Furthermore, generalized additive models (GAM) were used to identify non-linear relationships between TBil and POD. Then a two-piecewise regression model was performed to calculate the saturation effect of TBil on POD in terms of the smoothing spline. Lastly, subgroup analyses were performed using stratified logistic regression models. The modifications and interactions of subgroups were inspected by likelihood ration tests. All of the analyses were performed with the statistical software package R (http://www.R-project.org, 12 January 2022, The R Foundation) and Empowerstats (http://www.empowerstats.com, 12 January 2022, X&Y Solutions, Inc., Boston, MA, USA). p values less than 0.05 were considered statistically significant.

3. Results

3.1. The Selection of Enrolled Patients

A total of 472 patients underwent OLT between 1 April 2019 and 31 March 2021. Of the 472 recipients, 402 were eligible for the study and 70 were excluded. Of the 70 excluded subjects, 5 were younger than 18 years old, 25 underwent re-transplantation, and the remaining 40 had missing data or were unable to assess the mental status due to coma or deep sedation (Figure 1).

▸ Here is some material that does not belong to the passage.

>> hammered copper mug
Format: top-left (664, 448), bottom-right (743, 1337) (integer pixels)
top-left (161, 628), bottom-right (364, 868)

3.2. Baseline Characteristics of the Patients

Baseline characteristics are listed in Table 1. There were no statistically significant differences in gender, creatinine, hepatitis C, alcohol consumption, diabetes mellitus, hypertension, cardiovascular disease, donation after brain death (DBD), graft weight, auto-transfusion, post-transplant ammonia, or post-transplant sedatives among different TBil groups.
The highest TBil group (T3) had a younger age, higher MELD score, higher international normalized ratio (INR), higher TBil level, and lower serum sodium (p < 0.05). Compared with the group T3, significantly less patients were transplanted for malignancy, transplanted with encephalopathy, or underwent preoperative artificial liver support and RRT in other two groups (T1 and T2). Group T3 had higher intraoperative bleeding and was transfused with more red blood cell (RBC) and fresh frozen plasma (FFP) (p < 0.05). The intraoperative urine output was lower and more RRT was required in Group T3. The risk of POD was about three times higher in the high bilirubin level group (T3) than the low bilirubin group (T1) (29.8% vs. 10.1%, p < 0.001).

3.3. Univariate Analysis

The univariate analysis showed that the TBil level, INR, malignancy, encephalopathy, artificial liver support, intraoperative auto-transfusion, and post-transplant ammonia were positively correlated with the incidence of POD (Table 2). While the other factors, including age, gender, body mass index (BMI), creatinine, serum sodium, alcohol consumption, diabetes mellitus, hypertension, cardiovascular disease, hepatitis B, RRT, DBD, ABO compatibility, intraoperative transfusion and bleeding, and intraoperative RRT were found to have no significant correlations with POD (p > 0.05).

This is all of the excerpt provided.